Liverpool City Council, in case you didn’t know, is bringing in a restrictive new policy limiting street performance only to those who’ve signed up to an official vetting procedure. There are, as you’d imagine, arguments on both sides of the pan pipe fence.

And we’re fans of some street entertainers more than others. But we’re unequivocally against legislating away a man in white sheet, or a dancing teddy bear. As our city centres get ever more hermetically sealed, the random acts of street performers are, perhaps, our last stand against creeping clone-townism. But, oh, can you guess which side Cllr Munby falls.

Funphobic? Who?

According to Ged Gibbons, CEO of the Business Improvement District, the new measures will: ‘Greatly enhance Liverpool’s ability to attract the very best buskers and will add a new dimension to the visitors experience…Buskers themselves will benefit from a better regulated process…retailers and shoppers will be delighted the city has finally made this leap.”

If you want to show your support for Liverpool’s street culture, you can visit the Keep Streets Live campaign page here

Here is the facebook event page: See you there.

There’s a petition you can sign here, too

6 Responses to “Demo to save Buskers”

  1. James

    I think the council’s idea is a good one, and personally am glad they’re not just standing on the sidelines on this.

    As Liverpool has become more and more popular with visitors, it also becomes more popular with buskers who obviously stand to make a lot more cash from standing on one of our streets than they would in a small non-tourist town.

    By all means, let people cash in and ply their trade, but only if they bring something to the city instead of just leeching off our hard won tourist trade, and certainly not if they have the effect of damaging it. How fair is it any shop that has cack music blaring outside, both to the workers who have to work all day listening to it, and the effect it might have on reducing the number of people through their doors?

    Also, as a major tourist destination, it’s a serious business to manage the reputation of the city and ensure that people have a good experience when they walk the streets, so that they tell others.

    No, I think the only questions to be asked about this are to ensure that any license fee is fair and affordable (including perhaps a discounted fee for local musicians?), and to ensure that it is musical people who judges who gets a license.

  2. Ringo

    Hell yeah!

    I love to guy who plays Nino Rota’s Godfather theme on accordion, for instance… and this new law will make it harder for people like him. Instead, we’ll get lots of those LIPA buskers.

  3. Ringo

    PS: I totally disagree with James.

    Some buskers are better than others, but over the years my experience of going to town, shopping etc has never been spoiled by a bad busker.

    The few times when bad music spoiled my shopping experience, the music was being blasted from the shop’s own speakers…

    All this talk of “major tourist destination, serious business , manage the reputation, etc etc” just sounds like corporate speech to me. Buskers don’t spoil any reputation, but stupid laws might.

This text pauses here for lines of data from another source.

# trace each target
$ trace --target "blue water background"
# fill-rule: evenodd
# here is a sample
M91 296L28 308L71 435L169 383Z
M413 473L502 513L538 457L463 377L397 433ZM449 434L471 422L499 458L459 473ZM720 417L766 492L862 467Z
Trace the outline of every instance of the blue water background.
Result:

    Also, a great city is always about things more organic, random and natural than just things you can control and regulate all the time! it’s almost like the council is trying to design a “Liverpool Experience”, as artificial as walking in Tescos, with everything you hear and see meticulously planned.

    Leave the buskers alone!

    Everything Ged Gibbons said is nonsense.

  4. Visitors to our city come because of its reputation as a vibrant, creative city and this includes its reputation for music. A multitude of buskers offering different genres from different cultures is what is expected and the carnival atmosphere at the weekend and early evenings in Church Street presents the city as it should be.

    We do not need ‘uniformity’ or a reduction in numbers of performers.

    I don’t disagree per se with licensing busking, I just don’t feel the council have got this strategy right.

    I understand that it will be being reviewed in 3 months time, so lets all make sure we record the issues that arise in the next 3 months and push them through the appropriate channels.

    I agree with Ringo – music from a big neighbouring shop sometimes makes it impossible for us to speak to our customers

  5. I won’t name the Southern town, but last year I was one of several writers who were required by the local council to take out public liability insurance because we were reading from and discussing our work at their arts festival. We refused. They backed down. I wonder if the buskers should take that stand too. Good luck to them!